3. Materials and Methods

The article aims to discuss recent findings on the effect of oscillations on temporal coordination to test whether external low-frequency oscillations can only synchronize specific local neuronal networks from peripheral and central nervous subsystems for modulating intentionality. If so, what can a mechanism of nonlocal neuronal coupling in electromagnetic field be? Observing temporal coordination "in vivo" during interpersonal dynamics, neuroscience research tools are limited to hyper-scanning techniques. However, these neuroscience inter-brain data only show indirect evidence of coordinated activity of neurons that we register by observing correlates (see more in section Limitations). Research data on the brain waves association with spike rate and synaptic strength are concerned with constraints conditioned by the mathematical models and experimental designs used in their measurements and calculations (which are out of the focus of the current article). Therefore, the recent review only accounts for research data showing the brain waves association with neuronal excitation and their temporal coordination. The present study analyses literature on neuronal oscillations, pulsed electromagnetic fields, transcranial alternating current stimulation and brain mapping. Articles for the review were found through a search in recent scientific conference proceedings and journals indexing in SCOPUS and Web of Science databases.

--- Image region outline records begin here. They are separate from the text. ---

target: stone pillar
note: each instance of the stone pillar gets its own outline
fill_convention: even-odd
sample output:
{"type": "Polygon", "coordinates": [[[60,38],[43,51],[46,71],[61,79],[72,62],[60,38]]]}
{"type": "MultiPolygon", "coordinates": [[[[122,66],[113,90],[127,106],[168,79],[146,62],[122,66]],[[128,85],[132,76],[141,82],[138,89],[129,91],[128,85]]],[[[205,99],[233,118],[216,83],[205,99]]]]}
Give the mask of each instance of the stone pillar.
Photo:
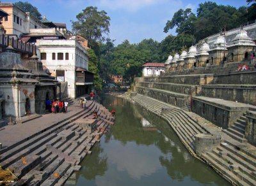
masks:
{"type": "Polygon", "coordinates": [[[245,127],[245,138],[248,142],[256,145],[256,111],[246,111],[246,124],[245,127]]]}
{"type": "Polygon", "coordinates": [[[131,98],[132,99],[137,96],[137,92],[131,92],[131,98]]]}
{"type": "Polygon", "coordinates": [[[220,145],[221,136],[202,133],[196,134],[195,138],[195,151],[200,156],[204,153],[211,152],[220,145]]]}
{"type": "Polygon", "coordinates": [[[168,113],[170,113],[172,111],[172,108],[169,107],[169,106],[164,106],[163,108],[162,108],[162,110],[161,113],[163,114],[166,114],[168,113]]]}

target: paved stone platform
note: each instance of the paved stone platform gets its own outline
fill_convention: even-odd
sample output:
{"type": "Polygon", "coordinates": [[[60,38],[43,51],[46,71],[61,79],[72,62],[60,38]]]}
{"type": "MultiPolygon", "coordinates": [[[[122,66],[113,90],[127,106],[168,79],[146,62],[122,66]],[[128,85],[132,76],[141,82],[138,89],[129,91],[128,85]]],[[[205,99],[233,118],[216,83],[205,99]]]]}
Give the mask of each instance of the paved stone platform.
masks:
{"type": "MultiPolygon", "coordinates": [[[[90,103],[91,101],[88,101],[88,104],[90,103]]],[[[83,110],[84,108],[81,108],[78,101],[76,101],[74,104],[68,106],[67,113],[49,113],[24,124],[4,126],[0,128],[0,143],[2,143],[3,148],[10,146],[83,110]]]]}

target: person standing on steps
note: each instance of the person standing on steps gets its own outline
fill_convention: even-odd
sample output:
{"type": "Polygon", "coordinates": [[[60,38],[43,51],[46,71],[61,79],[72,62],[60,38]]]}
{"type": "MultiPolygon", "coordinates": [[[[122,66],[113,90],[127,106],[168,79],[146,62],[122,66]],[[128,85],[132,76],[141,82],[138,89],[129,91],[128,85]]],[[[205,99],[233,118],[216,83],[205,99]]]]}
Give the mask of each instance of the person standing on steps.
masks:
{"type": "Polygon", "coordinates": [[[64,106],[65,106],[65,111],[67,112],[68,111],[68,102],[67,101],[65,101],[64,102],[64,106]]]}
{"type": "Polygon", "coordinates": [[[90,93],[90,97],[91,97],[91,100],[93,100],[94,96],[93,95],[94,95],[93,92],[91,92],[90,93]]]}
{"type": "Polygon", "coordinates": [[[83,100],[83,105],[84,105],[84,110],[86,110],[86,103],[87,103],[87,100],[86,100],[86,99],[84,98],[84,99],[83,100]]]}

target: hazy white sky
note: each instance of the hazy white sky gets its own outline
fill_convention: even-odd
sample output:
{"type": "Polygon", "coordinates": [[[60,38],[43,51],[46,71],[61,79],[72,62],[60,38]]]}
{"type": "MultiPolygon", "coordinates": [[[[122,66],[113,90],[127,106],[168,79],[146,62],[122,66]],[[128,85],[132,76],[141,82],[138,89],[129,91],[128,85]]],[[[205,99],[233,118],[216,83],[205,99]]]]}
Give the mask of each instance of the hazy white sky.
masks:
{"type": "MultiPolygon", "coordinates": [[[[1,1],[15,3],[17,0],[1,1]]],[[[196,0],[26,0],[38,8],[43,16],[53,22],[65,23],[71,30],[70,20],[89,6],[104,10],[111,18],[109,36],[116,39],[116,45],[125,39],[139,43],[143,39],[152,38],[161,41],[168,34],[163,29],[168,20],[180,8],[192,8],[196,13],[198,6],[205,1],[196,0]]],[[[218,4],[238,8],[247,6],[246,0],[211,1],[218,4]]],[[[170,33],[175,34],[175,31],[170,33]]]]}

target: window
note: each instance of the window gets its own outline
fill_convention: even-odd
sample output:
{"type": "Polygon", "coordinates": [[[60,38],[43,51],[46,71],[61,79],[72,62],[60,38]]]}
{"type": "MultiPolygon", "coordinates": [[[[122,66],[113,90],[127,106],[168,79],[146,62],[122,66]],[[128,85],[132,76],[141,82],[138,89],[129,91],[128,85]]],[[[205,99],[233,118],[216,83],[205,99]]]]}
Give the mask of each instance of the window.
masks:
{"type": "Polygon", "coordinates": [[[46,59],[46,53],[42,52],[41,53],[41,60],[45,60],[46,59]]]}
{"type": "Polygon", "coordinates": [[[58,60],[63,60],[63,53],[58,53],[58,60]]]}
{"type": "Polygon", "coordinates": [[[52,60],[55,60],[56,59],[55,53],[52,53],[52,60]]]}
{"type": "Polygon", "coordinates": [[[68,52],[67,52],[67,53],[65,54],[65,59],[68,60],[68,52]]]}

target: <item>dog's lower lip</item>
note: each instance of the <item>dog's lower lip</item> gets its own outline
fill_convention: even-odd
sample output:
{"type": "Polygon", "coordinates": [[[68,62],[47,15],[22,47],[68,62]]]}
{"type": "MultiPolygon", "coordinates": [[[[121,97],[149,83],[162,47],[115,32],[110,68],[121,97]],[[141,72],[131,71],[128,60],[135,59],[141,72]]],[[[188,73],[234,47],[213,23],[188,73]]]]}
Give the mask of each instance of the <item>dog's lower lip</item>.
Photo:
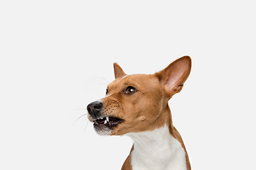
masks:
{"type": "Polygon", "coordinates": [[[117,126],[118,124],[124,122],[124,120],[119,119],[117,118],[114,117],[107,117],[97,119],[94,123],[94,125],[96,126],[106,126],[110,129],[113,128],[114,127],[117,126]]]}

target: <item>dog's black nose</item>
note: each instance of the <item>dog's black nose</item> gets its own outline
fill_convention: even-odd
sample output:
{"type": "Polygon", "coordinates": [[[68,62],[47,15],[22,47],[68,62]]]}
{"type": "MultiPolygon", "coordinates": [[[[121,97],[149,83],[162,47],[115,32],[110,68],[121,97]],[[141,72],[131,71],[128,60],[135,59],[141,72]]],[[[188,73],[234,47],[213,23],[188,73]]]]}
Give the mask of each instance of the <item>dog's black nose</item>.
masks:
{"type": "Polygon", "coordinates": [[[102,103],[100,101],[94,101],[88,104],[87,110],[92,118],[97,118],[101,113],[101,108],[102,108],[102,103]]]}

4. Results: Delta and Gamma Waves for Temporal Coordination

Finding 1: Gamma oscillations are associated with the temporal coordination of local ensembles of cells. Research reported that gamma oscillations are localized in time and space reflecting the synchronous activation of smaller ensembles of cells [51,52,53]. According to Buzsáki and Voroslakos [53], keeping neurons in an excitable state is most effectively achieved by fluctuating the membrane potential close to the action potential threshold [53]. Balanced excitatory and inhibitory inputs can cope with this duty by creating "noise." [53]. Gamma wave periods match the membrane time constant of pyramidal neurons, which explains why coalitions of neurons in this time frame are most effective in discharging their postsynaptic targets [53]. At the local level, this range of oscillations provides neuronal temporal coordination [53]. Gamma rhythms offer all the advantages of a noisy regime for individual neurons and allow the network to switch to synchrony [53] readily. Buzsáki and Voroslakos [53] argue that with their parallel feedforward inhibition, oscillatory excitatory inputs at the gamma range keep networks in an excitatory state [53]. They form neuronal coalitions by shared cycle phases across the population, resulting in relatively random baseline firing of principal cells yet synchronizing their actions when needed [53]. Meanwhile, gamma oscillations with excitatory and inhibitory dynamics are ubiquitous in all circuits, which allows local temporal coordination in all separated parts of the nervous system [53].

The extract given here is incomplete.